Dans le monde d'avant la crise, 3,2 milliards de personnes avaient un emploi (on parle ici d'un emploi « formel » au sens du BIT) - une croissance de 500 millions en dix ans, dont la moitié en Asie. Le taux de chômage « mondial », longtemps calé sur 6 %, avait commencé à décliner de 2004 à 2007. Puis la crise a cassé ce dynamisme : aujourd'hui, 210 millions de personnes cherchent un emploi, 30 millions de plus qu'en 2007, dont les trois quarts dans les pays dits « avancés ». Les pires résultats ont été enregistrés par l'Espagne, la Nouvelle-Zélande et les Etats-Unis, où 7,5 millions d'hommes et de femmes ont perdu leur job sans en retrouver et, fait nouveau dans ce pays où le marché du travail se caractérise par sa flexibilité, la moitié des chômeurs sont sans travail depuis plus de 27 semaines. S'installe dans ces pays un « chômage structurel ».

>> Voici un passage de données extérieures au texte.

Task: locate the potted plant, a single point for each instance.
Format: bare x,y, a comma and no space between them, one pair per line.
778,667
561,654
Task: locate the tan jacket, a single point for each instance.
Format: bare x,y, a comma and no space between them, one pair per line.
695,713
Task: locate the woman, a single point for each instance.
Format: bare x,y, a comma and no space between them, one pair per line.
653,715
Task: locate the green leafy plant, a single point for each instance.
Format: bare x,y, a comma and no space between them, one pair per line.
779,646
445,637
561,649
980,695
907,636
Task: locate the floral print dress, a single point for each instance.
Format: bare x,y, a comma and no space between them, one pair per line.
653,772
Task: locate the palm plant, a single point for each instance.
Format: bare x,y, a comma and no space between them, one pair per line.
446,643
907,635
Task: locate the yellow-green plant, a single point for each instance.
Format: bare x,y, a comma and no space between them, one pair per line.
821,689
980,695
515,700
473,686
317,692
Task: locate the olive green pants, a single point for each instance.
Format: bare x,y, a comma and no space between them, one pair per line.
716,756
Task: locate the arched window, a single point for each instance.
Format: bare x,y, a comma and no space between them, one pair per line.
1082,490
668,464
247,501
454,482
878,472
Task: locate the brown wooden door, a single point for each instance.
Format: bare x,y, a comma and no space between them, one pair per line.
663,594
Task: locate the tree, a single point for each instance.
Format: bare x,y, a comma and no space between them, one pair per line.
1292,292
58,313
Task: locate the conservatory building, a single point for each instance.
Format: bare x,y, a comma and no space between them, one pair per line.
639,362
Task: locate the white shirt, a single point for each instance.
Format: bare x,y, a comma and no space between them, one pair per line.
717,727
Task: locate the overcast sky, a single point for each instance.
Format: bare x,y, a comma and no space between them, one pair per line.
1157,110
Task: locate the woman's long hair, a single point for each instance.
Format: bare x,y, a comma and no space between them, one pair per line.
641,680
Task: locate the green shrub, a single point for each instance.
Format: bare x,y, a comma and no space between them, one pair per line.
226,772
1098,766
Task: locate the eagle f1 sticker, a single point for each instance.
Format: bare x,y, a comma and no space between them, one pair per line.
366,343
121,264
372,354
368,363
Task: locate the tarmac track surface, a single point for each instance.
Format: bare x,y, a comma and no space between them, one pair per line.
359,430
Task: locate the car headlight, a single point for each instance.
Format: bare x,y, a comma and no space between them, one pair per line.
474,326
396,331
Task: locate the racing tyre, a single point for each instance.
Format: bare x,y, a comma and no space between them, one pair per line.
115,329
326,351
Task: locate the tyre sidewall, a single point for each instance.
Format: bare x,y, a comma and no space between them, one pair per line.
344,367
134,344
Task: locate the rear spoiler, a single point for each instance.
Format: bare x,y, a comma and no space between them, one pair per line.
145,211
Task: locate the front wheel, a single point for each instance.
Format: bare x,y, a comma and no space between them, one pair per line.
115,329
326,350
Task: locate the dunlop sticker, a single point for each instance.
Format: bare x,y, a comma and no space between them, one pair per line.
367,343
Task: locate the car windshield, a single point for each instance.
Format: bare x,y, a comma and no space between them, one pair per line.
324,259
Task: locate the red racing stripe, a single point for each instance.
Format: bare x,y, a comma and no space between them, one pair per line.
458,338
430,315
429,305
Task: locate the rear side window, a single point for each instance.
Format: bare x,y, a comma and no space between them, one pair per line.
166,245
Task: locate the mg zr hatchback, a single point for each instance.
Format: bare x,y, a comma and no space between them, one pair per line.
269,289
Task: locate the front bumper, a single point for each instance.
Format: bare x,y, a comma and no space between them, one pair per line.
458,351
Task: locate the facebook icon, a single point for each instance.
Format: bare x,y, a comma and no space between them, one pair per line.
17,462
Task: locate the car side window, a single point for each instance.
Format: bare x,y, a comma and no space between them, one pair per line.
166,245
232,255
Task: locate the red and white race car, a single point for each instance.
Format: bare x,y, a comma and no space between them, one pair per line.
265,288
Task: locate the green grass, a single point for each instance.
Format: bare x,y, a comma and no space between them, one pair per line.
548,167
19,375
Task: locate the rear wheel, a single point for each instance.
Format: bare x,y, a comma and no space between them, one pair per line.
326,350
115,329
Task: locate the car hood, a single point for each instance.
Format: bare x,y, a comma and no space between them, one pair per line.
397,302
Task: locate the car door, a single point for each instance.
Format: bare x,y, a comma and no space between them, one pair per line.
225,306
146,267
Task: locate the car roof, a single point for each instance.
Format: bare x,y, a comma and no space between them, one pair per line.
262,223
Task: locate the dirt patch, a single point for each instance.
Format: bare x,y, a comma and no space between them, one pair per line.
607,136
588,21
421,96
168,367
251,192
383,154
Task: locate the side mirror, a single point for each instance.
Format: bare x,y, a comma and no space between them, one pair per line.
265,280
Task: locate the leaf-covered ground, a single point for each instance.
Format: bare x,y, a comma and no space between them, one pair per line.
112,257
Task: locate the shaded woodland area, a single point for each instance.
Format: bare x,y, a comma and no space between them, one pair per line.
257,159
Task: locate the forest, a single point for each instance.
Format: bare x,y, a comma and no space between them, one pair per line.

Réunis à Oslo, le 13 septembre, le Fonds monétaire international (FMI) et l'Organisation internationale du travail (OIT) se sont alarmés du fait que « cet énorme coût humain » de la crise puisse durer longtemps. Les politiques budgétaires et monétaires de relance sont parvenues à éviter le pire : l'économie mondiale bénéficie d'une reprise même si celle-ci est encore hésitante. Mais l'emploi tarde à revenir dans la très grande majorité des pays. Les exceptions sont rarissimes : l'Allemagne, où le taux de chômage est inférieur à celui du début de crise, et la Norvège.
Les deux organisations notent que certains gouvernements ont mis en place des subventions de plusieurs types pour accélérer la renaissance de l'emploi. Allemagne, Italie et Japon ont, par exemple, massivement aidé l'emploi partiel pour maintenir les salariés dans leur emploi malgré les chutes d'activité. Mais, au total, nous restons loin du rythme de création de 45 millions d'emplois par an dans le monde d'avant-crise alors que 440 millions de jeunes vont se présenter sur le marché du travail dans la décennie qui vient. Les jeunes, même si la reprise se consolide, risquent d'être les premiers sacrifiés de la crise. Ils souffraient déjà d'un taux de chômage double des adultes, il sont 80 millions sans emploi aujourd'hui et beaucoup n'ont pu se nourrir qu'en acceptant un travail informel.
Si FMI et OIT tirent la sonnette d'alarme d'une reprise sans emploi, c'est dans la crainte que s'installe à l'échelle de la planète un chômage chronique (keynésien), un cercle vicieux dans lequel le sous-emploi bride la demande mondiale, qui réduit la production mondiale, sans qu'on en sorte. Cette crise de sous-emploi qu'ont connue individuellement les pays après la crise de 1929, le monde la connaîtrait dans son ensemble après celle de 2008. D'où l'insistance d'Olivier Blanchard, l'économiste en chef du FMI, pour que les pays qui disposent d'excédents commerciaux (Chine, Allemagne…) relancent plus que les autres pour « équilibrer la demande mondiale ». Mais ils soulignent aussi les tensions possibles dans de nombreux pays qui connaissaient des situations déjà tendues avant la crise. La Chine, par exemple, ne créait que 1 % d'emplois net par an alors qu'elle devait absorber un exode rural très pressant.
Ajoutons la France, qui s'est signalée par de piteux résultats sur le marché du travail depuis trente ans. Alors que le pays dépense des sommes record pour l'emploi - un total de 80 milliards d'euros, selon Jean Pisani-Ferry de Bruegel -, le chômage y est déjà fortement structurel, les jeunes y étaient déjà sacrifiés. Comme l'avait avoué François Mitterrand : « On a tout essayé. » La France a additionné les politiques d'emploi en comptant rarement et en n'évaluant jamais : 35 heures, indemnisations, réforme de Pôle emploi, soutien des activités partielles, formation des chômeurs, programmes publics de création d'emplois, allégements de cotisations sociales sur les bas salaires, primes pour l'emploi, exonérations dans les zones franches, etc. Gauche et droite ont été d'accord depuis trente ans, note Pisani-Ferry, pour utiliser l'argent public plutôt que pour réformer le marché du travail.
A l'heure de l'austérité, des députés veulent sacrifier certaines de ces politiques (exonérations des charges). Ils donnent l'impression qu'on va commencer à décharger la barque avec autant de joies du bricolage qu'on l'a chargée. En France, les faibles perspectives de croissance imposent de se doter d'une politique en faveur des créations d'emploi. Formation professionnelle inadéquate, dualisme des CDD et CDI, structure des prélèvements défavorable à l'embauche : la baisse du chômage dépend de vraies réformes devenues incontournables et urgentes.